Subject: Colonial North America
Period: 1766 (circa)
Publication: Mr. Postlethwayt's Universal Dictionary of Trade and Commerce
Color: Hand Color
Size:
33.3 x 32.3 inches
84.6 x 82 cm
This is the second edition of this striking four-sheet map of North and Central America with the West Indies, with updated information based on the 1763 Treaty of Paris. It is very detailed with towns, cities, forts, Indian villages and tribal territories in the interior, and shoals, banks and navigational hazards offshore. Includes a large inset of Hudson Bay with notations concerning the search for a Northwest Passage. This map is based on D'Anville's map of 1746 with several notable "additions and improvements." There are several lengthy notations reflecting the extreme nationalism in vogue during this period.
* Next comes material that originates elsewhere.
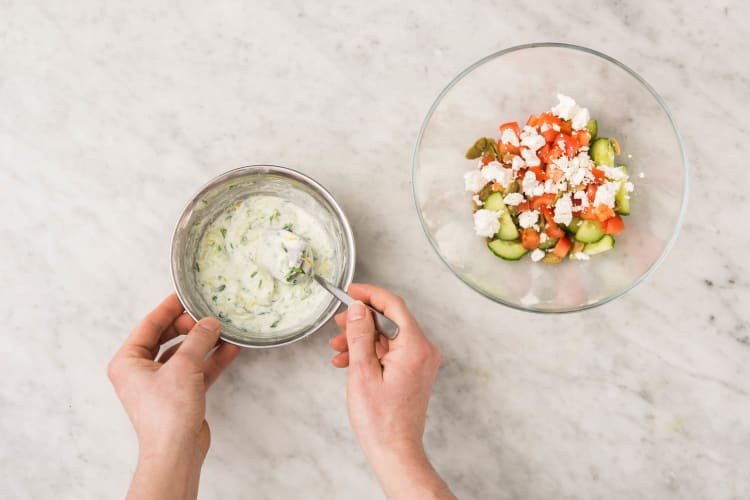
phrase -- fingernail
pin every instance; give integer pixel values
(356, 311)
(209, 324)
In California is a note concerning the discoveries of Sir Francis Drake and the fact that they were not included in D'Anville's map, thus "rather than mention New Albion, as an English claim founded by Drake, the first circumnavigator, they castrate their own maps to blind his discovery." To the left of the decorative title cartouche in the Atlantic is a lengthy notation explaining the holdings of Britain, France and Spain pursuant to the Treaty of Paris in 1763. The title cartouche includes a female figure representing America and several putti, and a second decorative cartouche balances the composition in the lower left depicting a globe and mapmaker's tools, and several putti holding nets of fish and a bow and arrows. An extraordinary map beautifully engraved by Robert Seale, with the cartouches engraved by A. Walker. Four sheets, joined.
References: Sellers & Van Ee #14; Wheat (TMW) #127.
Condition: B+
A nice impression on clean, bright sheets watermarked with a simple fleur-de-lis over the initials "TH." There is some extraneous creasing and a few very minor spots. The bluish vertical line along the centerfold is caused by our scanner and does not appear on the map itself.